Blog for Rural America

The Center for Rural Affairs, a private, non-profit organization, is working to strengthen small businesses, family farms and ranches, and rural communities. Permission to reprint items from this web log is hereby granted, on the condition that clear credit is given to the original source of the material. If the blog provides information for a story, please let us know by sending an email to johnc@cfra.org.

Wednesday, April 13, 2005

Center to President – 'Americans are watching' on Payment Limits

-- from the desk of Russ Gifford, Director Communications & Development
Center for Rural Affairs


(LYONS, NE) "Rural Americans are watching to see whether the President and Congress are more interested in subsidizing wealthy mega farmers or investing in rural people and their communities,” said Chuck Hassebrook, executive Director of the Center for Rural Affairs.

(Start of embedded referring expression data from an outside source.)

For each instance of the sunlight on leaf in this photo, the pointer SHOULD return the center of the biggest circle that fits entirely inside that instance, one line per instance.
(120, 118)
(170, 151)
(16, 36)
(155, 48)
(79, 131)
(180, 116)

"Cuts will be made. Either they cut mega farms or they cut family size farms, small business and rural community development programs, nutrition programs for poor kids and conservation programs.”

The Center for Rural Affairs is a rural advocacy group based in Lyons, Nebraska. Hassebrook’s statement is in response to the news reports that the Bush administration "threw in the towel" on the president's proposal to slash farm payments.

The Center contends that giving large payments to mega farms subsidizes them to drive smaller operations out of business. “Capping payments to mega farms is a win-win solution,” said Hassebrook. “It saves money and it’s the single most effective thing Congress could do to strengthen family farms.”

Some farm-state lawmakers, such as Senator Chuck Grassley of Iowa, see the benefit of a tough cap on subsidy payments. It would help stretch the already limited federal resources to reach more farmers, and at the same time chop away at the federal government's ballooning deficit.

"We are urging the President and the Secretary of Agriculture to stick to their guns on capping payments to mega farms," adds Hassebrook. "Rural Americans are watching."